I've seen this movie about 4 or 5 times, and I like it every time I see it. I wish there were more movies like it. It's probably at its best the first time you see it, since you don't really know where all the twists and turns are going to lead. But even after the plot is revealed to you, heck, go see it again. It's still an enjoyable, stylish romp through the seamier side of Paris it vicariously allows you to take a vacation trip to Paris that you hope and pray you never WILL have to take.
Although I'm always charmed and impressed by Harrison Ford's strong performance in this film, I sometimes wonder, is it perhaps not entirely believable? I mean, after all, how would most guys *really* react if their wife disappeared on them, shortly after arriving in Paris? Well, this being Paris... whoopee! They'd probably go out on the town for about three nights of wild debauchery. Then, in a state of drunken stupor, but slowly coming to their senses, they'd find the nearest police station, and would announce to the gendarme (with a stupid grin and a champagne/cognac scented belch): "Like, dude, I lost my wife!"
Oh but wait a minute... I've got this all wrong.

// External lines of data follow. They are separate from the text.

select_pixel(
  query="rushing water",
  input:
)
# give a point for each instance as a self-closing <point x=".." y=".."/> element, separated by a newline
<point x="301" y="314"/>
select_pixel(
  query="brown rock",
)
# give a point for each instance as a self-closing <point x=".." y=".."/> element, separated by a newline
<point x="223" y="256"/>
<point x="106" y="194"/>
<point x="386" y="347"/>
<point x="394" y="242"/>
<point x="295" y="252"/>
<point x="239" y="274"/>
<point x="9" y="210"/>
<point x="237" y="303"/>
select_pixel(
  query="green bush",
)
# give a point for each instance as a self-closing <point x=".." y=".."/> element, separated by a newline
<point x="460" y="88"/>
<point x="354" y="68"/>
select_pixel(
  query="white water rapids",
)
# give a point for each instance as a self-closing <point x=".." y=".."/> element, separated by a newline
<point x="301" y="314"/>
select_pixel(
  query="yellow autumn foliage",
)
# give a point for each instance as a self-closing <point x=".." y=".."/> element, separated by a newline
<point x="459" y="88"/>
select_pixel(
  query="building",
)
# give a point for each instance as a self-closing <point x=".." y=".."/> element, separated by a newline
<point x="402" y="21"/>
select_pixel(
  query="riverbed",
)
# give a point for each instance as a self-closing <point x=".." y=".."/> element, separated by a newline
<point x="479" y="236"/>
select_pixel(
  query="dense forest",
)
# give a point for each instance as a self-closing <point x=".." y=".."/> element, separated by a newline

As Harrison Ford's character, Dr. Walker, says in the movie, in responding to just this sort of mentality: "I'm talking about my wife here. YOU are obviously thinking about your OWN wife."
I love that line, and it's a line that, I think more than anything, sets the character of this film. It's what makes this a very passionate story about a man who's lost his wife in a big, foreign city, and who finds himself extremely agitated about how everybody he meets is so indifferent to his plight. (And it's not just the French. The American Embassy staffers here aren't exactly shining beacons of official solicitude either.)
The only thing in the movie that "majorly" doesn't work for me is the rooftop scene. Dr. Walker proceeds for about 2 or 3 minutes to create a hellacious clatter on the roof (nearly snapping off one of those big old TV aerials in the process), while down below, the two "goons" who are grilling Michelle don't even seem to notice or hear a thing. And yet a few minutes later, with Dr. Walker successfully having slipped into the apartment well, just the slightest little noise from him in the other room, and it's enough to bring the goons running to investigate. Anyway, nice use of a teddy bear. Most original!
Only one thing that "kinda" doesn't work for me is the English diction and syntax of Michelle. Her English is too good, in the sense that it doesn't match her thick French accent. She should have had more "clumsy" lines written for her, i.e. more of a Pidgin English. But anyway, I sure like Michelle. Nice looking girl. Long legs, nice shoes. And no hairy armpits. You can teach me French ANY day, honey.
Finally, I like the song "Strange" by Grace Jones. (Plus, just watching Harrison Ford's character clumsily trying to dance to this music with the too-cool-for-words Michelle is worth the rental price - it's a memorable scene!) Even after multiple viewings the song still gives me goose bumps. The music has a certain haunting emotive force to it. It invokes a wonderful European ambience; more to the point, I think it ideally captures a Parisian feel that only certain music can express. It very much reminds me of the song "Puro Teatro" by La Lupe, which plays at the tail end of "Women on the Verge of a Nervous Breakdown" while the credits are rolling. Wonderful stuff! Man I love it in movies when they play the right music at the right time. And I'm sure most of you would agree that in many films this isn't always the case.